Robust Ferroelectricity in Silicon Dioxide upon Intercalation of Ammonia

The nanoelectronic applications of current ferroelectrics have been greatly impeded by their incompatibility with silicon. In this paper, we propose a way to induce ferroelectricity in silicon dioxide (SiO₂), which is still the most widely used dielectric material in silicon-based chips. We show first-principles evidence that the intercalation of NH₃ molecules into crystalline SiO₂ is exothermic (ΔE = −0.327 eV/molecule), where NH₃ molecules form quasi-bonds with SiO₂, giving rise to large and robust polarizations. In general, such polarization can be reversed via the reformation of N–Si bondings, which is multiaxial, so vertical ferroelectricity may emerge in their thin films of any facets.

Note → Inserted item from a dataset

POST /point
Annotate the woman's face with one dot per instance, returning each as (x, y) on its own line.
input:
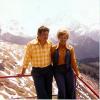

When the applied external electric field is large enough, however, the system may exhibit unconventional quantized ferroelectricity of unprecedented magnitude, where NH₃ may migrate for multiple lattice constants like mobile ions in ion conductors. Compared with ion conductors with charged mobile ions and ion vacancies that may lead to current leakage, herein the intercalated systems can be denoted as “neutral ion conductors” where both pristine SiO₂ and SiO₂ filled with NH₃ are insulating. Similar ferroelectricity may exist in various SiO₂ crystalline polymorphs, its amorphous phase, and other porous structures intercalated by NH₃. Our findings may not only resolve the bottleneck issues for the compatibility of ferroelectrics and silicon but also develop unconventional mechanisms of ferroelectricity.